Около одного из таких крутых склонов, впритирку прижавшись правой стороной к его отвесной стене, стоял замаскированный сосновыми лапами танк лейтенанта Дробышева. Экипаж дремал, неловко устроившись на своих боевых местах. Не спалось лишь одному Григорию, несмотря на бессонные ночи и сильную усталость.

Он прикрывал глаза, и перед его мысленным взором тотчас удивительно ярко возникала картина теперь уж далекого декабрьского дня 1941 года. Тогда он и еще шесть парней из его села уходили на фронт. Был сильный, под сорок градусов, мороз, по снежному насту мела поземка, немилосердно кружила, грозясь перейти в метель. Они овечьим гуртом брели по целине, сокращая путь, чтобы успеть к означенному времени на железнодорожную станцию, расположенную в двенадцати километрах от села. Шли с молчаливой сосредоточенностью, каждый в душе переживая долгую разлуку с родными, невольно думая о том, что не всем будет суждено вернуться в родные края.

Ветер насквозь продувал старенькую стеганую телогрейку, подпоясанную лохматой веревкой, чтобы не задувало снизу, снег летел в глаза, набивался в щели между заиндевевшим лицом и ушанкой, туго стянутой под подбородком тесемками.

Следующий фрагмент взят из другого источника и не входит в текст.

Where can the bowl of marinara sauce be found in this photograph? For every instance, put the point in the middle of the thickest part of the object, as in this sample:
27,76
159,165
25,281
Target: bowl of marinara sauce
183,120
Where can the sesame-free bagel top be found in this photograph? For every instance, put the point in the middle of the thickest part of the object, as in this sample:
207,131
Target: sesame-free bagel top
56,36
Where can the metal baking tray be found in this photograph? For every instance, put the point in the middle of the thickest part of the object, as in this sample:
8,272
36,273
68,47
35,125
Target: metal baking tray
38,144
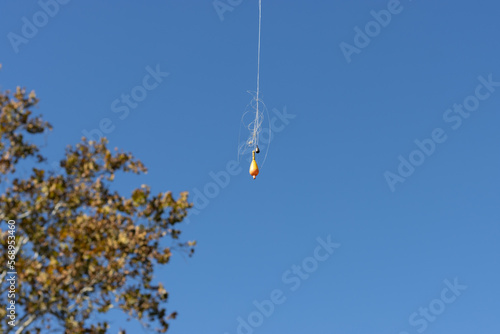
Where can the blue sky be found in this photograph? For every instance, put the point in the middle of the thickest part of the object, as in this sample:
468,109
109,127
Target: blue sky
406,257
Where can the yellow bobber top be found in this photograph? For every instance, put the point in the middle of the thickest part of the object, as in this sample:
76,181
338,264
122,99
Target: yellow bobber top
254,169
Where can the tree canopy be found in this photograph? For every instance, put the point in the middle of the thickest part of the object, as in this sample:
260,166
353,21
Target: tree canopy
81,247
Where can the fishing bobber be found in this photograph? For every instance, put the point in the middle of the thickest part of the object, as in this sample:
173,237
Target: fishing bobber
254,169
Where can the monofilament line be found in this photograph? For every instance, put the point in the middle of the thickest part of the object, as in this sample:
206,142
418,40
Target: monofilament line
255,127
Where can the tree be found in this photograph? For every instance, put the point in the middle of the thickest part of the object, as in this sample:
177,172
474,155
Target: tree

Григорий вспомнил, как мать всю ночь корпела над его одеждой, заботливо накладывая мелкие аккуратные стежки на заплаты размером с его ладонь, и что-то далекое, но родное мягко коснулось его сердца. Он с шумом вздохнул, рядом зашевелился стрелок-радист, и Григорий затаил дыхание, желая хоть еще чуточку продлить хрупкое, как мираж, видение.

Через минуту он снова увидел мать, девятилетнюю сестренку Люську и младшего семилетнего братика Толика. Они провожали Григория до околицы, как провожали и другие сельчане своих уходивших на войну сынов.

Мать шла, покачиваясь, будто пьяная, с безвольно опущенными руками, простоволосая, со сползшим на плечи пуховым платком, и ее успевшие поседеть раскосмаченные волосы, припорошенные поземкой, печально развевались на ветру. Подле нее неуклюже переставляла ноги в отцовских валенках Люська. Она была укутана поверх пальто в теплую шаль настолько, что виднелись лишь ее заплаканные глаза. Сестренка старательно размахивала руками, чтобы не отстать.

Толик, похожий в своем перешитом ватнике на крошечного мужичка с ноготок, часто спотыкаясь, крепко держался за руку старшего брата, сбоку преданно заглядывал в его лицо. У Толика все время сползала на глаза ушанка, он ее поспешно поправлял, все так же неотрывно продолжая смотреть на Григория.

У околицы, когда прощались, мать заголосила, как будто предчувствуя, что они никогда не увидятся. От ее нечеловеческого крика у Григория по коже продрал мороз, он закусил губу и прибавил шаг. Еще какое-то время Толик бежал рядом с ним, потом отпустил его руку, остановился. Григорий на ходу обернулся. Толик сиротливо стоял один посреди белого безмолвного поля и неуверенно, прощально помахивал поднятой над головой ручонкой в заледенелой варежке. Поземка медленно заносила его снегом.

– Братка, родненький, возвращайся! – донес ветер до Григория тоненький мальчишечий голосок, и у Григория от жалости подкатил ком к горлу. Он с трудом сглотнул его, ответно помахал рукой, осиливая ветер, крикнул:

– Вернусь! Жди, братишка!

Затем прихватил горсть снега и, просыпая на грудь, туго перехваченную ремешком брезентового вещмешка, с поспешной жадностью стал хватать его ртом. Потом отвернулся и побежал догонять своих товарищей, сердцем чувствуя, что этот пронзительный крик сохранится в его голове до конца его жизни.

Григорию не было восемнадцати. Положение на фронте складывалось очень тяжелое, Красная армия отступала, враг стоял под Москвой. В короткие сроки следовало призвать новое пополнение, обучить военному делу. До дня его рождения оставалось три месяца, и военный комиссар, замотанный напряженной работой, валившийся от усталости с ног, должно быть, от безысходности и мрачного предчувствия наступающей беды рассудил по-своему: мол, отучится парень по ускоренной программе на танкиста, а там подойдет и год его призыва в армию.